Пока Тихоня завершал свою работу, обдувая меня феном то справа, то слева, то откидывая мою голову назад, я продолжала размышлять. Все мои коллеги советовали никогда и ни за что не пускаться в одиночное плавание. Все знают, что это ненадежно. Что чеки приходят с задержкой в три месяца. Но что-то есть в этих словах — «свободный художник». Может, все дело в слове «свободный»? Ты от чего-то освобождаешься. Свободный художник. Это я. Это про меня. Это мой горизонт, и он расширяется.
— Вот и готово.
Тихоня закончил. Его подружка послушно держала зеркало у меня с одного боку, а он — с другого. Я вся была мягкая и пушистая, как маленький коричневый песик, которого только что вымыли. Я пахла травами. Я не была больше рыжей и колючей, и честно вам признаюсь, это оказалось большим облегчением.
Когда я встала, чтобы забрать свою сумочку и уйти, притопал Невилл.
— У вас есть визитка?
Оп-ля. Визитка. Есть над чем подумать. Всякий свободный художник обязан иметь ее.
— Как жаль, как раз сегодня отдала последнюю, — соврала я.
— Возьмите нашу.
Карточка была черная, с блестящим черным шрифтом, который еле удавалось разобрать.
— Позвоните! — радостно крикнул Невилл, выпуская меня в новую, восхитительную, пушисто-каштановую жизнь с широкими горизонтами.
Уже по дороге к автобусной остановке я подумала, что для новой пушистой и свободной жизни нужна и новая одежда.
Весь свой гардероб я покупала или с Дэном, стоящим над душой, или с целью соблазнить Лайма. Словом, можете себе представить.
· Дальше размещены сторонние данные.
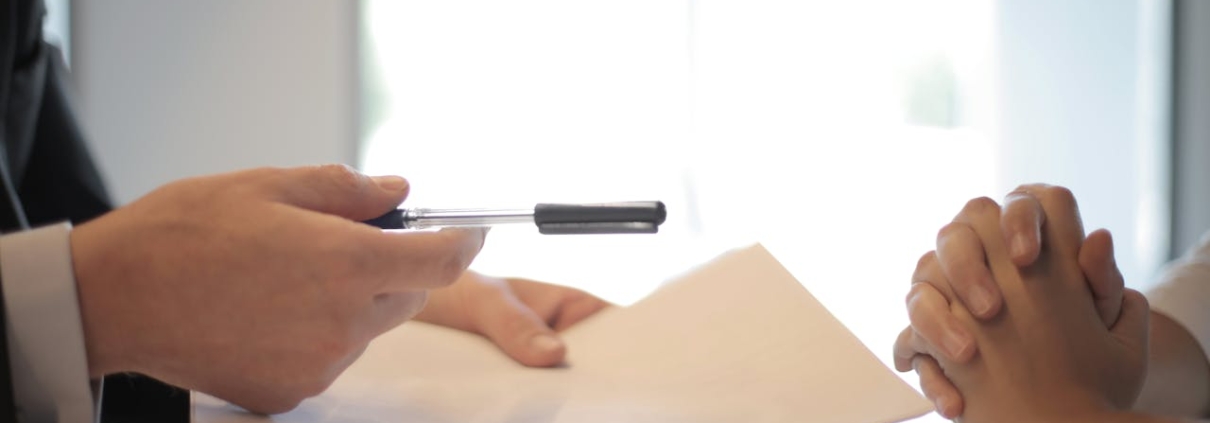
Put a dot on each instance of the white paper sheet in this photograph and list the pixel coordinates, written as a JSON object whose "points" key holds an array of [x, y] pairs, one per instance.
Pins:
{"points": [[736, 340]]}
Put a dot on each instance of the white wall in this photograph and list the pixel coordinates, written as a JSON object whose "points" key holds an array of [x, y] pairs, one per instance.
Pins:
{"points": [[178, 88]]}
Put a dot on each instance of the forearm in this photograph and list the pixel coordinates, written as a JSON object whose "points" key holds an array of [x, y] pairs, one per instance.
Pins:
{"points": [[1177, 374]]}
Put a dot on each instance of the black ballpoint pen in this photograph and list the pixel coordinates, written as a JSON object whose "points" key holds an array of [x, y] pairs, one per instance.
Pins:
{"points": [[551, 219]]}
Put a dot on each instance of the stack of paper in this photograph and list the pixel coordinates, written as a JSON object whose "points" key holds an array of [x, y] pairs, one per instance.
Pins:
{"points": [[737, 340]]}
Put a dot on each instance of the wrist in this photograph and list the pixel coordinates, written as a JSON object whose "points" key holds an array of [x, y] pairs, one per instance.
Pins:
{"points": [[97, 297], [1046, 405]]}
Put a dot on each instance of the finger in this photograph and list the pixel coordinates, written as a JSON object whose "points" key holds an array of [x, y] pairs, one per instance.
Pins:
{"points": [[937, 387], [932, 319], [1104, 277], [391, 309], [1062, 229], [961, 255], [928, 270], [908, 346], [1021, 221], [1135, 319], [338, 190], [519, 332], [422, 260], [559, 306]]}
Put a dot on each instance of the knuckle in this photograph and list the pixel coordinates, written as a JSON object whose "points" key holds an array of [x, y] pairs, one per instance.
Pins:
{"points": [[343, 175], [1059, 196], [950, 231], [980, 206], [926, 259], [451, 267], [925, 266]]}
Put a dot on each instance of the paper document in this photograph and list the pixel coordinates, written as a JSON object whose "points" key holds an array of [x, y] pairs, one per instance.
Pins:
{"points": [[736, 340]]}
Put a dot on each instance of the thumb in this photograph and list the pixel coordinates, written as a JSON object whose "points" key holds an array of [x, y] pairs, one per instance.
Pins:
{"points": [[339, 190], [1134, 322], [1104, 277], [520, 332]]}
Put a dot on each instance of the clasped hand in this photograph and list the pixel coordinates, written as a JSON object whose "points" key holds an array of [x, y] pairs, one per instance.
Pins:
{"points": [[1018, 317]]}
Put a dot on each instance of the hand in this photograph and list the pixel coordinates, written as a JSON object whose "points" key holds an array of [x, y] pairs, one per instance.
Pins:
{"points": [[257, 287], [958, 270], [1048, 357], [522, 317]]}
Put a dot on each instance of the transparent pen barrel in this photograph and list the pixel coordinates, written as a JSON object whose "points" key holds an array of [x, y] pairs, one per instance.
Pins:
{"points": [[421, 219]]}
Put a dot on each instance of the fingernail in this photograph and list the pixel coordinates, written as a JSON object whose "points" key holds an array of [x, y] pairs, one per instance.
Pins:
{"points": [[941, 405], [546, 343], [391, 183], [980, 300], [1020, 244], [956, 343]]}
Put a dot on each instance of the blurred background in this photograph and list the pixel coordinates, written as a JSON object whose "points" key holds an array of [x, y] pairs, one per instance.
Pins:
{"points": [[841, 134]]}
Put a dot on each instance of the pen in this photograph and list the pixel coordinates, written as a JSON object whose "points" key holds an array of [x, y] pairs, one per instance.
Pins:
{"points": [[551, 219]]}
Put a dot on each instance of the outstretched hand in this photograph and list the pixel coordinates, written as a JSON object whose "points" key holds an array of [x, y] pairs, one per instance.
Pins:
{"points": [[522, 317]]}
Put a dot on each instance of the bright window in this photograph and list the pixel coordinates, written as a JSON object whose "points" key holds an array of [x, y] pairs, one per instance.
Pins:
{"points": [[842, 134]]}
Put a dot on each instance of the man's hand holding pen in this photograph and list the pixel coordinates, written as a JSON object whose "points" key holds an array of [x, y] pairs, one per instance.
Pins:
{"points": [[261, 287]]}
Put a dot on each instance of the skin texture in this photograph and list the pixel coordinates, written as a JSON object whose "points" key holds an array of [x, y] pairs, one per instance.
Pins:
{"points": [[519, 316], [1048, 355], [1179, 377], [261, 287]]}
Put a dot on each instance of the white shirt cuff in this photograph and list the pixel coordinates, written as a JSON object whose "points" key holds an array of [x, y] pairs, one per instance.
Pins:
{"points": [[50, 365], [1183, 293]]}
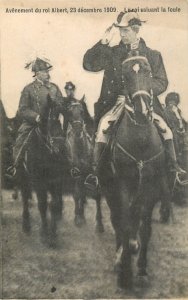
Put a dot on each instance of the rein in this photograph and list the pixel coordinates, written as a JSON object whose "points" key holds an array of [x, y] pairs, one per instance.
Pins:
{"points": [[48, 142], [140, 164]]}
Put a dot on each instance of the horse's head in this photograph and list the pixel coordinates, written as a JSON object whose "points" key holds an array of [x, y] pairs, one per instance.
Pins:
{"points": [[136, 74], [75, 114]]}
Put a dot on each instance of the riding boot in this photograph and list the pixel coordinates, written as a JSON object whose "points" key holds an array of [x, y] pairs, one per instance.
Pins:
{"points": [[92, 180], [171, 155], [19, 150]]}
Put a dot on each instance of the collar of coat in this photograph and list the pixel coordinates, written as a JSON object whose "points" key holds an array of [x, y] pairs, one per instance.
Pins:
{"points": [[40, 83], [142, 48]]}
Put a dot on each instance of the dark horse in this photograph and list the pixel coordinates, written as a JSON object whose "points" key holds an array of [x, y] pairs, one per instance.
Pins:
{"points": [[8, 131], [42, 172], [79, 151], [180, 132], [140, 178]]}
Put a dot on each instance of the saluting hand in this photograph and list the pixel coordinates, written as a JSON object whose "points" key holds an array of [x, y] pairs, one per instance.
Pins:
{"points": [[52, 92], [108, 35], [145, 65]]}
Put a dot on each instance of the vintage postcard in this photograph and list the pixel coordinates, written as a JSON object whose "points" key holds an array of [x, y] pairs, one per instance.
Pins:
{"points": [[94, 149]]}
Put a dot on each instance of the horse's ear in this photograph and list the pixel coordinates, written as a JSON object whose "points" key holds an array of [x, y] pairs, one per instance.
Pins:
{"points": [[83, 98]]}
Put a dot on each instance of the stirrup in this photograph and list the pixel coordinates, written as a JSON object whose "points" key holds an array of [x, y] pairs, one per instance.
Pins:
{"points": [[11, 172], [177, 169], [75, 173], [91, 182]]}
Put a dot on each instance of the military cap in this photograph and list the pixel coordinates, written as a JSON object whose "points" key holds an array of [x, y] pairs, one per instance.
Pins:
{"points": [[128, 19], [172, 97], [38, 65], [69, 86]]}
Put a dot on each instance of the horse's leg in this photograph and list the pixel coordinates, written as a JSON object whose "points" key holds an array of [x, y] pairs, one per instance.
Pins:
{"points": [[42, 206], [15, 192], [54, 209], [125, 272], [117, 199], [165, 197], [114, 206], [99, 224], [135, 216], [79, 198], [25, 192], [59, 202], [145, 234]]}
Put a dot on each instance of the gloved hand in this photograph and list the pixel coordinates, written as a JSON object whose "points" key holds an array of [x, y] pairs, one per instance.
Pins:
{"points": [[144, 64], [108, 35], [38, 119], [52, 92]]}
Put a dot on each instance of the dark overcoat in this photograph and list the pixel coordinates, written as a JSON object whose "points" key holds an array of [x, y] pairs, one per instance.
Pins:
{"points": [[36, 100], [102, 57]]}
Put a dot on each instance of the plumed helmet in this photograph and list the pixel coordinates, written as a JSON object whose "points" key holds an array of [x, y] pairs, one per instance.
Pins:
{"points": [[69, 86], [128, 19], [38, 65], [172, 97]]}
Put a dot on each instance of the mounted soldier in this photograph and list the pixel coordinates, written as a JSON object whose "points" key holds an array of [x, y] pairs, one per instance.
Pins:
{"points": [[70, 100], [113, 96], [177, 123], [173, 112], [36, 99]]}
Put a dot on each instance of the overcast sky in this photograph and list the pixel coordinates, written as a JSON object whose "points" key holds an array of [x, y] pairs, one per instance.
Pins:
{"points": [[64, 38]]}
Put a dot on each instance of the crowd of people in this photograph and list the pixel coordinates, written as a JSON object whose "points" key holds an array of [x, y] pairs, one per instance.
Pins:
{"points": [[38, 96]]}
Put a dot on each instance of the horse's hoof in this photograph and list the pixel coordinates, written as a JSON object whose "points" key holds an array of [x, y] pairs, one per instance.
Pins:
{"points": [[142, 281], [117, 267], [26, 227], [14, 196], [59, 216], [164, 219], [79, 221], [124, 284], [52, 243], [99, 228], [134, 246]]}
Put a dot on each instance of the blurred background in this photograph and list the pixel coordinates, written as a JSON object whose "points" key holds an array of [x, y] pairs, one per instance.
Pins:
{"points": [[63, 38]]}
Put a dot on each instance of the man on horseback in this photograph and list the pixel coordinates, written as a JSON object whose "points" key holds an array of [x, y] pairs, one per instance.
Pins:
{"points": [[68, 101], [103, 56], [173, 112], [35, 102]]}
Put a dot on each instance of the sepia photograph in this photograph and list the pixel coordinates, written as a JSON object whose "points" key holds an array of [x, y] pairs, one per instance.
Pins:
{"points": [[94, 149]]}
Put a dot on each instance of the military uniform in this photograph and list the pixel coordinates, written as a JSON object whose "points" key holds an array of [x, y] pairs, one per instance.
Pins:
{"points": [[102, 57], [67, 103], [109, 59], [35, 101]]}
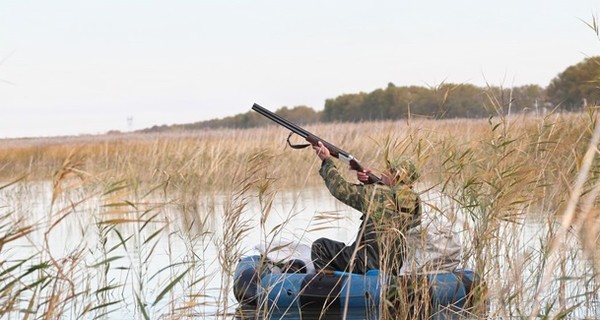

Верхняя моя половина — это, конечно, Дэн. Светло-голубая льняная рубашка и несуразно дорогой кожаный пояс. Ну а снизу — чистый Лайм. Коротенькая плиссированная юбочка, голубая мечта школьницы, и туфли с каблуками, которыми и убить можно. В общем, я выглядела как проститутка, явившаяся на собеседование в юридическую контору. Совсем недостойно свободного художника.
Продавщица-консультантша заорала: «КАК ДЕЛА-А-А?» — с другого конца магазина; я прокричала в ответ: «ХОРОШО!» — и удрала в самый дальний уголок магазина. Как обычно, здесь оказались только пять пар черных брюк восьмого размера и вереница кошмарных атласных рубашек горчичного цвета.
Продвигаясь вдоль пурпурного ряда (знаю, этот цвет принято называть бордо, но для меня он все-таки пурпурный), я нашла юбку, идеальную для Тихониной подружки, пиджак, достойный того, чтобы Хилари отправилась в нем на конференцию библиотекарей, и, наконец, топик, ради которого я могла бы убить, вот только предназначался он для женщины с бюстом, как у Мэрилин Монро в 1958 году.
Тут меня озарило. Я же все делаю неправильно. В каждый одинокий период своей жизни я добросовестно стараюсь начать все заново — и что вытворяю в первую очередь? Правильно. Трачу полторы сотни на парикмахера и еще вдвое больше — на новые тряпки.